With spring just around the corner it’s time for a last-chance look at France’s winter larder. The French Department for Agriculture’s shopping list this month includes hearty root veg and glorious fresh squid…
FRUIT AND VEGETABLES
Beetroot grows along the shoreline and comes not just in its familiar round form but also in the form of the parsnip-shaped crapaudine and the pink- and white-striped chioggia. Use it to make soup – it’s a treat!
Split peas are high-protein legumes, just like lentils, chickpeas, or beans, and again, they’re great in soups or for adding a little extra oomph to a casserole.
For something a little out of the ordinary, try black salsify or scorsonère, which is dug from the ground in the middle of winter. Peel it just like a carrot, but cook it in simmering water for an hour (yes, an hour!). Try it mixed up with a few pieces of pear for an interesting sweet-meets-savoury side dish.
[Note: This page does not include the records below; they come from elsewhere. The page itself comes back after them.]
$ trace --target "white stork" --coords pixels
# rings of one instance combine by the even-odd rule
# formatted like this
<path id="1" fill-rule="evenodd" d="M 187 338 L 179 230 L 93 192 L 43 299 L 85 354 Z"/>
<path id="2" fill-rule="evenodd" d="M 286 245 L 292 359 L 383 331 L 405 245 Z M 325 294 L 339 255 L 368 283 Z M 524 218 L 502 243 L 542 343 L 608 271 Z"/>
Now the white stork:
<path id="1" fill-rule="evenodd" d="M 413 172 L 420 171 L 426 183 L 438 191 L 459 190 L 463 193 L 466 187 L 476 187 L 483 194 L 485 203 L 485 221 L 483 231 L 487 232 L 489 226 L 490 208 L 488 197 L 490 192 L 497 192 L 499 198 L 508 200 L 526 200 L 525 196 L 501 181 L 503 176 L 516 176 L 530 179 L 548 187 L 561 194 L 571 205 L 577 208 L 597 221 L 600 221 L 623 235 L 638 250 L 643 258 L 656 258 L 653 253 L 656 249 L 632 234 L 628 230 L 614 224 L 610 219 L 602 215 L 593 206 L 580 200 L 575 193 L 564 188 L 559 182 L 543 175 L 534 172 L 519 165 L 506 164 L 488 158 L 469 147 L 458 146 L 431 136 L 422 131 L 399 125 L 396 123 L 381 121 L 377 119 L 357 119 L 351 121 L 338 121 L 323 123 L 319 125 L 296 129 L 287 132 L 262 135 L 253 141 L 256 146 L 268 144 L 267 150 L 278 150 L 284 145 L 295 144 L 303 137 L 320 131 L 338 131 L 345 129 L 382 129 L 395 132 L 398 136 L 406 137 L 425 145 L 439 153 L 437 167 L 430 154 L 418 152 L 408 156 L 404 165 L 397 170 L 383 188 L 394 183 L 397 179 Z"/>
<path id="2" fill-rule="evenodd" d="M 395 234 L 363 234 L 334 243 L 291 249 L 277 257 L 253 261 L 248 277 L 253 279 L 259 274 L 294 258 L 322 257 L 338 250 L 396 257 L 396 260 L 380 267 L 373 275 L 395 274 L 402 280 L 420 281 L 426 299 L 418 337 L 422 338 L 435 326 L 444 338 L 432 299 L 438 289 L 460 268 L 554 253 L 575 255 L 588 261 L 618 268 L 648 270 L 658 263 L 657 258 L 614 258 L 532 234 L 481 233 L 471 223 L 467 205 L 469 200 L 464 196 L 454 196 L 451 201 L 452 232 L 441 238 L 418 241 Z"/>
With fresh fruit yet to come into season, consider instead dried fruits, such as prunes, which are dried at the end of the summer in order to be eaten all year round. In France, prunes come from the large Ente plum, mainly produced in the Lot-et-Garonne, Dordogne, Gironde, Gers and Tarn-et-Garonne. They go beautifully with cheese and are delicious added to a lamb tagine.
Did you know that France is Europe’s largest producer of turkeys, with some 45,000,000 bred in 2019? And you don’t need to save them for a big Christmas feast – try cooking a thigh in apple juice, for example, for a light but tasty supper. Label Rouge and other organically grown turkeys have access to a large grassy environs all year round, while the Bresse AOP turkey is raised for seven months in lush meadows and feeds on dairy products, such as milk and buttermilk, insects, molluscs and various herbs, which gives its flesh its highly sought-after flavour.
In winter, there is a lot of squid out and about in the Atlantic Ocean and the Mediterranean Sea. So fresh it needs little work in the kitchen – simply slice it into strips and grill for a few minutes drizzled with a good olive oil.
When it comes to fish, saithe and pollock both thrive at this time of year and make an interesting change from cod or haddock.